Steven Ferdman/Getty Images

Pfizer is giving itself a corporate facelift, dropping its traditional blue-pill company logo in favor of a double helix DNA spiral that reflects the advances in medical science that have placed the curing of multiple diseases within reach.

“We’re unlocking the pill to reveal the DNA at the heart of Pfizer,” the company said. Pfizer further added that the change in the company’s emblem reflects its purpose and dedication to harnessing the capabilities of science.
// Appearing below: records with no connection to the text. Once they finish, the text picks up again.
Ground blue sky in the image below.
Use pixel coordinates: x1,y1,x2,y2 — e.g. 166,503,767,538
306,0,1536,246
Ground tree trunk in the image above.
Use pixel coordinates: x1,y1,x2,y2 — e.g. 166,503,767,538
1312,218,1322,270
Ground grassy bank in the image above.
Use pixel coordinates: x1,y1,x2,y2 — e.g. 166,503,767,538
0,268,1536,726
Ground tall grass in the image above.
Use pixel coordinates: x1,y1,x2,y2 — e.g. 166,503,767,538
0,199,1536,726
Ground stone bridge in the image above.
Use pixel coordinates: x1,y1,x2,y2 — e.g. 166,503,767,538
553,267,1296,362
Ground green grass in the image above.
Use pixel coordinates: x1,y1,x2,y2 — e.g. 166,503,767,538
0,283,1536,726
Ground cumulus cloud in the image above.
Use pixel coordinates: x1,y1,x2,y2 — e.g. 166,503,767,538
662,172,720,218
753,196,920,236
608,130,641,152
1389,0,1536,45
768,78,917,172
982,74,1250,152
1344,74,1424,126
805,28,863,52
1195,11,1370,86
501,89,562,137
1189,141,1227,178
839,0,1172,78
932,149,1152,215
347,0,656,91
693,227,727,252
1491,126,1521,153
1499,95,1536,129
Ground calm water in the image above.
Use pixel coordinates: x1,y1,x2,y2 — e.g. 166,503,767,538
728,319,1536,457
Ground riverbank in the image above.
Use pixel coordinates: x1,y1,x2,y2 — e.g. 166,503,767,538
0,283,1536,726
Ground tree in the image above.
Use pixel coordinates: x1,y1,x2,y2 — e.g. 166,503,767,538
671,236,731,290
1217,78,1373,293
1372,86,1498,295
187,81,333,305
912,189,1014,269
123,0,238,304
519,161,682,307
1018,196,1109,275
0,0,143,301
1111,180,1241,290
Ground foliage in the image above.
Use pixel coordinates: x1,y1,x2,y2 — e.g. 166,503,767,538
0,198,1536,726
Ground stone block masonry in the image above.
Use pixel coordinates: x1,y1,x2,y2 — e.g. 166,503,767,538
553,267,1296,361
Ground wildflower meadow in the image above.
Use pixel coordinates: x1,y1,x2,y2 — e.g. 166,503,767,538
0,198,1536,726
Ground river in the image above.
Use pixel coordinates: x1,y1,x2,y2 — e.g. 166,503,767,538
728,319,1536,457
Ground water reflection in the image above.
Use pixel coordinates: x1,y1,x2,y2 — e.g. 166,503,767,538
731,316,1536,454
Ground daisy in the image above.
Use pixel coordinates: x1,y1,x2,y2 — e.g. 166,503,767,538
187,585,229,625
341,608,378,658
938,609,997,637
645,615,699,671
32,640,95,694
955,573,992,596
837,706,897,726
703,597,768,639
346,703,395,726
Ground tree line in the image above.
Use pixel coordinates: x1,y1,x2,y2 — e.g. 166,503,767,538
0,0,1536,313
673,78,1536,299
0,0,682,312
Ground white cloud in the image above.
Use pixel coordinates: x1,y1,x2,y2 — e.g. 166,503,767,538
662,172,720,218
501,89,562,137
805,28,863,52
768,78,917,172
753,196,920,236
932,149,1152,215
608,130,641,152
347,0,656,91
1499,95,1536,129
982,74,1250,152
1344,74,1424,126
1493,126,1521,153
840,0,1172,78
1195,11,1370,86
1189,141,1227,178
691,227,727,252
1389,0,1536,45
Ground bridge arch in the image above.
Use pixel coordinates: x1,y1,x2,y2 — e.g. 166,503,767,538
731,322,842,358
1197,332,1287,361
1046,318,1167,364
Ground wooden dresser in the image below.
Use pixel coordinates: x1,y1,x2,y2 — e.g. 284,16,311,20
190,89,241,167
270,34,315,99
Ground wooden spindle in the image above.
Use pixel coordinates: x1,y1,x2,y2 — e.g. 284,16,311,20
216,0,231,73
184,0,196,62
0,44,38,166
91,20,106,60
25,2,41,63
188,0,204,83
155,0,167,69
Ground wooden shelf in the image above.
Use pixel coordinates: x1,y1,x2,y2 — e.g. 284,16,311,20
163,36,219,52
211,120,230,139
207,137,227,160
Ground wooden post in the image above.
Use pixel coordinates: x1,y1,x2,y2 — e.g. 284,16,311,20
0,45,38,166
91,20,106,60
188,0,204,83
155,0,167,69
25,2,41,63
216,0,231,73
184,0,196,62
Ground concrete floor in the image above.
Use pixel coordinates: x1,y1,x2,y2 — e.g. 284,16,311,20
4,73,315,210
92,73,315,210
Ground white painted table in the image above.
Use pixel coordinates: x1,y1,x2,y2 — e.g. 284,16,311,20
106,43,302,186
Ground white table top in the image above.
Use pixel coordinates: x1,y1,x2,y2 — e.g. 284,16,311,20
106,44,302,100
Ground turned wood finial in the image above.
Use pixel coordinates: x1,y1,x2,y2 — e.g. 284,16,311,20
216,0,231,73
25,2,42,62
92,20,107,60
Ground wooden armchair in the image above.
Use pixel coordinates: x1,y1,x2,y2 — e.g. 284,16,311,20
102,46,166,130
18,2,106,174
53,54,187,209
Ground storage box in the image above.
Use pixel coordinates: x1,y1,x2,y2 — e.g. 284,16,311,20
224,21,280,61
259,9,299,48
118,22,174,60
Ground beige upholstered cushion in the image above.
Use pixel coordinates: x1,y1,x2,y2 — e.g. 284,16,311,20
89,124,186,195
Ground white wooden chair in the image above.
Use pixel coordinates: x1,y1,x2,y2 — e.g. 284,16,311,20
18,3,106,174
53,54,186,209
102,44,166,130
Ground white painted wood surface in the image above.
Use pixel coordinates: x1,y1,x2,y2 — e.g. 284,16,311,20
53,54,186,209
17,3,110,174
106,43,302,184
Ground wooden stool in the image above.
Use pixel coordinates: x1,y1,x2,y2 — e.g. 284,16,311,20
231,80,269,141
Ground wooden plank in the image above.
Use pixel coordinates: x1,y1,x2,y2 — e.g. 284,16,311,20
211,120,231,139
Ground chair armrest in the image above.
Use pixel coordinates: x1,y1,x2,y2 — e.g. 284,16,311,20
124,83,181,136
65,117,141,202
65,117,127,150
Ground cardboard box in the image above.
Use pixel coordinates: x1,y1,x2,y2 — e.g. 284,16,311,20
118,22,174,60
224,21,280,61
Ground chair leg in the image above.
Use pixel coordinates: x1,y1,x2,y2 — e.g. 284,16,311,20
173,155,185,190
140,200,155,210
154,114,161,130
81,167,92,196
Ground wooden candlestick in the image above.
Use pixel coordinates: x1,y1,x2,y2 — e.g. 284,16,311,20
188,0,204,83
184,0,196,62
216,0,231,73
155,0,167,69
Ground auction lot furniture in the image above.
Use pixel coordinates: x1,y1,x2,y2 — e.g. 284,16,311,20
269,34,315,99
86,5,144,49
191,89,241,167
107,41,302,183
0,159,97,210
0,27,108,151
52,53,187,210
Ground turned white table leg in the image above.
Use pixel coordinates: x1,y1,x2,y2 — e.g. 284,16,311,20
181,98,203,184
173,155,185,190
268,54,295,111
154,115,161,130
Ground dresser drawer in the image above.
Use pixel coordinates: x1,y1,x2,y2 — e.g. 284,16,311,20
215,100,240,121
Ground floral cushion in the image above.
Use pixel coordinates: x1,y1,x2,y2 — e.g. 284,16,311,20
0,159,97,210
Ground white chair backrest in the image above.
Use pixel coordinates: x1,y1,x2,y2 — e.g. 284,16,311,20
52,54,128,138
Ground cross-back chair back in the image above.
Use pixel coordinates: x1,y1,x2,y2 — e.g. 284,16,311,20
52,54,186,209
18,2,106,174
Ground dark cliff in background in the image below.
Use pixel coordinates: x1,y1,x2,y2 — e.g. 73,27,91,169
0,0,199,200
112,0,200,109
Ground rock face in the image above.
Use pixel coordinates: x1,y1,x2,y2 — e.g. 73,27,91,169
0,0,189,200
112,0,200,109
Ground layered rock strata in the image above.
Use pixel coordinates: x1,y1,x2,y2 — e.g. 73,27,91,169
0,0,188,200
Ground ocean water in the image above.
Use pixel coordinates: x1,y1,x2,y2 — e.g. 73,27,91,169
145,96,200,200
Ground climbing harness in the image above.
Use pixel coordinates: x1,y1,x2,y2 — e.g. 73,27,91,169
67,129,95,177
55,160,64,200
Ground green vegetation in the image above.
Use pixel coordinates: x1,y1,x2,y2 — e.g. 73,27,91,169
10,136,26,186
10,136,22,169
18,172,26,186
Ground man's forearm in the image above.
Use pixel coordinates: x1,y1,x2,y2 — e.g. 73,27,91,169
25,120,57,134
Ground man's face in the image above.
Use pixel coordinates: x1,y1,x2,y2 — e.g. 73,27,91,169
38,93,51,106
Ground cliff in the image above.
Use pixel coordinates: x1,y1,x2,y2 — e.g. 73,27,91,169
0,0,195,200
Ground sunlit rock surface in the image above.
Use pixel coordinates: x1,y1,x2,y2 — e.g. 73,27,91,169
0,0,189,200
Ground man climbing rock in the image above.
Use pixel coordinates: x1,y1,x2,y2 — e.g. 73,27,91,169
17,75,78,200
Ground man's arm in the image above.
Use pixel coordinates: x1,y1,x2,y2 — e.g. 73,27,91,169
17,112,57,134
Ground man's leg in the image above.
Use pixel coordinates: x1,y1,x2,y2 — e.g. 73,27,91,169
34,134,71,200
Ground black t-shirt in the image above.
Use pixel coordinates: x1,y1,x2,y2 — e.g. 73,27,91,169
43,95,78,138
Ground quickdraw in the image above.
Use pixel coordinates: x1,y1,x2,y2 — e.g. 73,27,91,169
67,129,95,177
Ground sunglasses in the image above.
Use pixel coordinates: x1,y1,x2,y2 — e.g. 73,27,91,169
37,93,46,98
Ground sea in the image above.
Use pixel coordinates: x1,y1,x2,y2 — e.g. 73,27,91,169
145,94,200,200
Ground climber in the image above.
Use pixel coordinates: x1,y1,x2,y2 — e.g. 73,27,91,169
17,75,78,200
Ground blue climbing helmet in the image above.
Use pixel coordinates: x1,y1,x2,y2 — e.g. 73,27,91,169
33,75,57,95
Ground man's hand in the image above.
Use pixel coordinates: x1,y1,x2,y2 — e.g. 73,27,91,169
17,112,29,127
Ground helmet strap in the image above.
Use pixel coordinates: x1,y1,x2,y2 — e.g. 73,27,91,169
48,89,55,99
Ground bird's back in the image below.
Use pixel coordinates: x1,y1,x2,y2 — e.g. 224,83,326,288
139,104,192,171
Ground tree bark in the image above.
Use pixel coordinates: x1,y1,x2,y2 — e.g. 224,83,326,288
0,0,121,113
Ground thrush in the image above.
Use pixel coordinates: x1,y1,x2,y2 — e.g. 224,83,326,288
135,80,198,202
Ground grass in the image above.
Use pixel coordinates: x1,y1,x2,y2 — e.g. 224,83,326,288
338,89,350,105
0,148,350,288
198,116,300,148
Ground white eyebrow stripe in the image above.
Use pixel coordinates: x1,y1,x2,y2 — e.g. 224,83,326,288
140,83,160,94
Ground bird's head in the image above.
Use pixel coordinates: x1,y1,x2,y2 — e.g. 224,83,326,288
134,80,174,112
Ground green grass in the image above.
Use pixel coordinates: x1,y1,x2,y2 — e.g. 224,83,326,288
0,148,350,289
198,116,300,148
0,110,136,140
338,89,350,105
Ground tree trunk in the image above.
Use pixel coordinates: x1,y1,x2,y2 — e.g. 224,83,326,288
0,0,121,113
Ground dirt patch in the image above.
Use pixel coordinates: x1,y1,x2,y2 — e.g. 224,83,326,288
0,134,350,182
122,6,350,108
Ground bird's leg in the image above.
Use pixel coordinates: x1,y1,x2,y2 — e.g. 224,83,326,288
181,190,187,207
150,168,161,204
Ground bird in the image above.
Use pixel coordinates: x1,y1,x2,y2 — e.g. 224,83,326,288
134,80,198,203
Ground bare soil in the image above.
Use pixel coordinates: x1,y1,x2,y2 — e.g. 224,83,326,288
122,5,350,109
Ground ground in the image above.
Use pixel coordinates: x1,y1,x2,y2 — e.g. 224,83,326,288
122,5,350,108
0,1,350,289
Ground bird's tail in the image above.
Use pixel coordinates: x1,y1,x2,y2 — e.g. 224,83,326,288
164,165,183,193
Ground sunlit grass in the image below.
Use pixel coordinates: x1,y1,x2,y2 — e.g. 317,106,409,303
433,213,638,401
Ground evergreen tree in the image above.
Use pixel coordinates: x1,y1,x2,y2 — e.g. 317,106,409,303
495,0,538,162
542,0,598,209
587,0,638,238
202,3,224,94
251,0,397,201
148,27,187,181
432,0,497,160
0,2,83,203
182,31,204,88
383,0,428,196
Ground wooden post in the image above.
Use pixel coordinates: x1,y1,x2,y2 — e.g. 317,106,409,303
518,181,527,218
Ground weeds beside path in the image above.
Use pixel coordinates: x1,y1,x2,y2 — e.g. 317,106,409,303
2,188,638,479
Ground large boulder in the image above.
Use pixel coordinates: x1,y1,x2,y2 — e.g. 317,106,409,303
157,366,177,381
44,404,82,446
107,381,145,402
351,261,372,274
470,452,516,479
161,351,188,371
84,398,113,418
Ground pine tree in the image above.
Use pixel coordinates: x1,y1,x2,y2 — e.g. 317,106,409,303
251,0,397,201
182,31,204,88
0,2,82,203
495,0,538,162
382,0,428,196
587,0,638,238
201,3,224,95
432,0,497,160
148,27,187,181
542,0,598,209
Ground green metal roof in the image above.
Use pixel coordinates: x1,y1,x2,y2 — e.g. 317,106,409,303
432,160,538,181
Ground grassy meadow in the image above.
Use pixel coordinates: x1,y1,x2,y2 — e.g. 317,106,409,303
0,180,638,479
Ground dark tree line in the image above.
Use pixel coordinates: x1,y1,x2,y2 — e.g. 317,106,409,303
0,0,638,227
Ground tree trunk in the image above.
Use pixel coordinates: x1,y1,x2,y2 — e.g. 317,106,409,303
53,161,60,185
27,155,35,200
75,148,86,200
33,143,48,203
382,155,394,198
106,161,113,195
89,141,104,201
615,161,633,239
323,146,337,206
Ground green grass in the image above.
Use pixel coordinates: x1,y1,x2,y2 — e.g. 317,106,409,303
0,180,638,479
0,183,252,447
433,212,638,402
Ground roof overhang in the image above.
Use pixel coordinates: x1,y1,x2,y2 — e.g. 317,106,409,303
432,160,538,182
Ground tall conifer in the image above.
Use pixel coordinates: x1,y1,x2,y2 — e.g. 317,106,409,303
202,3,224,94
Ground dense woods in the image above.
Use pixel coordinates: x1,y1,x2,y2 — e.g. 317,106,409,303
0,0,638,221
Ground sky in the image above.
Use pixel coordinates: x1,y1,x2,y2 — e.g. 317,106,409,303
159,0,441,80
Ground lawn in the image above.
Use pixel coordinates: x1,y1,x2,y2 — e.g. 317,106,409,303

For much of its 171-year history, Pfizer said it was in the business of treating diseases, developing therapies that addressed symptoms and mitigated a worsening of disease. But, that’s now changed due to the capabilities of modern sciences. In an announcement on its website, Pfizer said we are now in a time of “extraordinary focus on science and dedication to patients.” As such, the company is “no longer in the business of just treating diseases – we’re curing and preventing them,” Chief Executive Officer Albert Bourla said on the company’s website.

Dropping the pill logo in favor of DNA prompts a number of cheeky jokes about one of the company’s most popular drugs – Viagra. But, the logo change comes on the heels of the formation of Viatris, which is now the owner of Viagra. Viatris was formed by the merger of Pfizer’s Upjohn business unit with Mylan. Viatris launched with numerous well-known products in its arsenal, including the Epi-Pen, Viagra, Lipitor, Celebrex and others. 

In a note to employees, Bourla said the rebranding is representative of the company’s shift from being a diversified business to a biopharma business focused on breakthrough science,” The Wall Street Journal reported.

Over the course of its corporate history, Pfizer said it has become more than just a pharmaceutical company and the new logo is representative of its outlook. A video shared across the company’s social media platforms highlights some of the advancements in science made by the company, as well as the shifting corporate logo over the decades Pfizer has been in operation.

“Our new logo signals this shift from commerce to science. We’ve unlocked the pill form to reveal the core of what we do: a double helix, spiraling upward. The logo is constructed of two interlocking forms. Their unity reflects our passion and dedication to the science behind our innovations, and to the wellbeing of our patients,” Pfizer said on its website. “This is our new identity, an emblem of our purpose: Breakthroughs that change patients’ lives.”

Sally Sussman, Pfizer’s chief corporate affairs officer, said the new corporate identity reflects the company’s long history, but also captures the “innovative spirit and science focus alive in the country today.”

Pfizer’s rebranding was unveiled weeks after the company began to receive authorization for the COVID-19 vaccine it developed alongside Germany-based BioNTech. Although the vaccine requires storage in an ultra-low temperature freezer, the 95% efficacy of the preventative treatment certainly earned the company a significant amount of goodwill from the general populace.

While it was only recently unveiled, the Journal reported it has been in the works for more than a year. Pfizer paused the rebranding in the spring as the company shifted its focus to the COVID-19 pandemic. Attention was returned to the rebranding about the time the vaccine was completing Phase III studies. Sussman told the Journal the mRNA vaccine, a wholly new kind of vaccine to receive regulatory authorization, was reflective of the company’s shifting attitude.